Un groupe de scientifiques du centre interdisciplinaire de Nanoscience iNano et du Département de Physique et d'Astronomie de l'Université d'Aarhus ont publié un article avec des résultats très intéressants dans le journal scientifique "Science". Celui-ci traite de la nucléation de nanoparticules d'or sur un support d'oxyde de métaux de transition, sujet brûlant dans les domaines de la nano-catalyse et des sciences de surface. Le rapport présente de nouvelles perspectives dans la compréhension des phénomènes d'adhésion des nanoparticules d'or sur le dioxyde de titane. (TiO2). Ce matériau est d'un grand intérêt pour un grand nombre d'applications technologiques comme la catalyse hétérogène, les senseurs de gaz, la propreté de l'environnement ou encore pour les énergies renouvelables.
Bien que l'importance des oxydes de métaux de transition comme le TiO2 ait été reconnue il y a plus de 30 ans, il manque encore aujourd'hui des points de compréhension fondamentaux sur les phénomènes physiques et chimiques se produisant à la surface du TiO2. La principale raison de ce manque de connaissances provient de la complexité intrinsèque des surfaces à l'échelle atomique et de leurs relations avec les propriétés électroniques du matériau. Le TiO2 réduit est un semi-conducteur avec une bande interdite d'environ 3.1eV. Dans le domaine de la catalyse hétérogène, le TiO2 est largement répandu comme matériau de support pour les particules de métal dispersées.
Dans les années 80, la découverte des propriétés catalytiques particulières des particules d'or dispersées sur des supports d'oxydes a stimulé d'intenses activités de recherche.
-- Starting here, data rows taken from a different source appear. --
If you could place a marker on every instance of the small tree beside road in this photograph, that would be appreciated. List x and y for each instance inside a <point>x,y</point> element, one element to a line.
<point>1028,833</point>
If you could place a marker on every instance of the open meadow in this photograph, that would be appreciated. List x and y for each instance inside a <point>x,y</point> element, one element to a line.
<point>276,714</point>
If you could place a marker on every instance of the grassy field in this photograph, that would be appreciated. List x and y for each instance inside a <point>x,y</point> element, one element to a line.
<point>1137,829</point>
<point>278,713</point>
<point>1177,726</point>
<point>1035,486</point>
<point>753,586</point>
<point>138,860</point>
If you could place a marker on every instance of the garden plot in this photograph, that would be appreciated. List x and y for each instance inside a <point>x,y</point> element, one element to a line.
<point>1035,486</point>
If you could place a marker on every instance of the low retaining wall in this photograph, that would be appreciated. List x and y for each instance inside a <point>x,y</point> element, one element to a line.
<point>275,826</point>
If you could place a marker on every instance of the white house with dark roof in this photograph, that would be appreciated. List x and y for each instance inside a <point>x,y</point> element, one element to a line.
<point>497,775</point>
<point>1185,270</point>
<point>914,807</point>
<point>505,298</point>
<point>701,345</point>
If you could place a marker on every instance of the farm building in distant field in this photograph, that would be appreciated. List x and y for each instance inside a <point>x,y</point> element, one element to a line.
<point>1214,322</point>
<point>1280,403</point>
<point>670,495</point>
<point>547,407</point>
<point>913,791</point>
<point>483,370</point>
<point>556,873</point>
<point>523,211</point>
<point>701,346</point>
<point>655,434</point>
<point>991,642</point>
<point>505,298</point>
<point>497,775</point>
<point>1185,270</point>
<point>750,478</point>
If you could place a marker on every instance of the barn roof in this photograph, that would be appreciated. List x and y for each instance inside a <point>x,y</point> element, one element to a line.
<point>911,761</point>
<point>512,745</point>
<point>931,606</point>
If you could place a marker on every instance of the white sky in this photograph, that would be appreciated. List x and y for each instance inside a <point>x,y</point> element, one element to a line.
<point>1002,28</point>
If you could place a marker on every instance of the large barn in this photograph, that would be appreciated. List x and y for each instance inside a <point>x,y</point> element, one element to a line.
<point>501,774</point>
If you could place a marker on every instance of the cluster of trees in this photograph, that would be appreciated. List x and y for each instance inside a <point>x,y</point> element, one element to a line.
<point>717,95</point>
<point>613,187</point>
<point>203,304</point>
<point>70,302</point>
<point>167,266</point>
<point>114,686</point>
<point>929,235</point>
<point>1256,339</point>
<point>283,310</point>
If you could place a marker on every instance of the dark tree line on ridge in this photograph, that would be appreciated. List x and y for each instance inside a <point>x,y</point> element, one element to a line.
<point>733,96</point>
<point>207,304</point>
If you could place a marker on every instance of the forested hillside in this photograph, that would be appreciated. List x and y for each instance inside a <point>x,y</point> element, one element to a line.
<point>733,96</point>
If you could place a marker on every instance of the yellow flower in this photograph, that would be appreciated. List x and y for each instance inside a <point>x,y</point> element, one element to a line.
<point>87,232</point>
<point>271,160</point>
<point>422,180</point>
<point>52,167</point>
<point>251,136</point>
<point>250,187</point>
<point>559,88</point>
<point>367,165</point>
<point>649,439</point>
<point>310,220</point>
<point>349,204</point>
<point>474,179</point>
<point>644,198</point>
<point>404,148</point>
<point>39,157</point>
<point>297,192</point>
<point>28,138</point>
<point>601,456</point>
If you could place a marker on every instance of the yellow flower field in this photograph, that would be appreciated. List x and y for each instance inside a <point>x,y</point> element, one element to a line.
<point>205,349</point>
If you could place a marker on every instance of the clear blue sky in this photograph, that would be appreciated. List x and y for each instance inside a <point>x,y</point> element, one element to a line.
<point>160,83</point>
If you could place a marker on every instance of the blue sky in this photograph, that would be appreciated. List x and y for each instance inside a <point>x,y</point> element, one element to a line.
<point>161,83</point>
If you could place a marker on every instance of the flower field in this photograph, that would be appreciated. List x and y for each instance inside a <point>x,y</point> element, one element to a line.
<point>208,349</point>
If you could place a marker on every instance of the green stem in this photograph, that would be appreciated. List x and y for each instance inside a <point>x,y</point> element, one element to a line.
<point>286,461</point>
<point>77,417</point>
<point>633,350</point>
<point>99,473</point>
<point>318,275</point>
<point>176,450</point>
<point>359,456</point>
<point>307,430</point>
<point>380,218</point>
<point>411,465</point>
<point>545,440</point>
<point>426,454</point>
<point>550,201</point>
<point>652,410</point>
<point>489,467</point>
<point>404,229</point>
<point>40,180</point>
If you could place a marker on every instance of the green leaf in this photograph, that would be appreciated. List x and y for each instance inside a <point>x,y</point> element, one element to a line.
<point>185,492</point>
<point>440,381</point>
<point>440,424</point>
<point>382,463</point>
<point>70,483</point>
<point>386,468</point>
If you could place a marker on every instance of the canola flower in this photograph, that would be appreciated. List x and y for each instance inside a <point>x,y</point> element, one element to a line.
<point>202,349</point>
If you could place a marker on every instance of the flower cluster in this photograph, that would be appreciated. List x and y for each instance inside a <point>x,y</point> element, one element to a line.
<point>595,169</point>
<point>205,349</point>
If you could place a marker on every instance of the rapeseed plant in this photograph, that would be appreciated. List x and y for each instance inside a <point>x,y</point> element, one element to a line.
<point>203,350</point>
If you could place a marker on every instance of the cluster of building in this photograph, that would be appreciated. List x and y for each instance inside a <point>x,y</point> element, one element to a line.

Cependant, le mécanisme de la catalyse ainsi que la relation entre l'activité catalytique et les propriétés d'adhésion des nanoparticules d'or ne sont toujours pas résolus.
Les chercheurs du centre de recherche iNano, du groupe du professeur Flemming Besenbacher et du professeur associé Bjørk Hammer, ont utilisé un microscope à effet tunnel (STM) afin d'étudier les propriétés d'adhésion des nanoparticules d'or sur des surfaces de dioxyde de titane (TiO2), préparé au préalable dans différents états d'oxydation. Les résultats du STM combinés à des calculs de théorie de la fonctionnelle de la densité (DFT) indiquent qu'il existe une adhésion beaucoup plus forte de l'or sur l'oxyde dans le cas des surfaces riches en oxygène que sur les surfaces pauvres en oxygène.
Ces résultats sont d'une grande importance d'un point de vue fondamental car ils démontrent que d'anciens modèles impliquant des lacunes d'oxygène comme centres de nucléations pour les nanoparticules d'or sont trop simples et peu réalistes pour les conditions de hautes pressions d'une réaction catalytique. Ces nouveaux résultats pourraient aider à améliorer la conception de catalyseurs à base d'or à haute activité, en les rendant stables à long terme car protégés contre l'agglomération de particules.